Under the US-Korea Free trade agreement, we may soon see South Korean products built with North Korean labor from the Kaesong Industrial Complex. This would make scenes in The Constant Gardener look like a workers’ paradise.
It is happening in America. It will start happening in South Korea. It has long since happened in Colombia – a textbook case of civil society crushed in favor of a wealthy elites and global capital. The US-Colombia free trade agreement will be a bitter pill for most Colombians.
Free trade is not an issue of workers in one country against workers in another. Instead, the issue is civil society in both countries being swept aside by investors and global corporate interests in both countries.
Why did my Congressman recommend the movie? I think the movie touched his heart. He is an advocate for good health care. I think he developed great sympathy for people in Africa, when he was posted there with the State Department. He feels strongly that America’s middle class is under threat.

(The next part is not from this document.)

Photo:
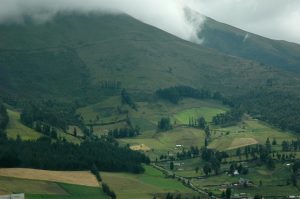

We need policies for foreign trade that look like the policies that industrialized America, Korea, Japan, Singapore and much of Europe. Those policies were designed to create strong communities, opportunity and fairness, shared prosperity and investment in the future. For the most part, those policies focused on domestic investment and respect for the environment, human rights, labor rights, public health and financial regulation.
Free trade makes sense to market ideologues and it works sensationally well for the top 1% in each country, at least in the short term. Free trade is bad for workers, bad for communities, bad for long-term prosperity, and bad public policy.
Stan Sorscher is labor representative at the Society of Professional Engineering Employees in Aerospace (SPEEA), a union representing more than 24,000 workers in Washington, Kansas, Oregon, Utah, Texas and California.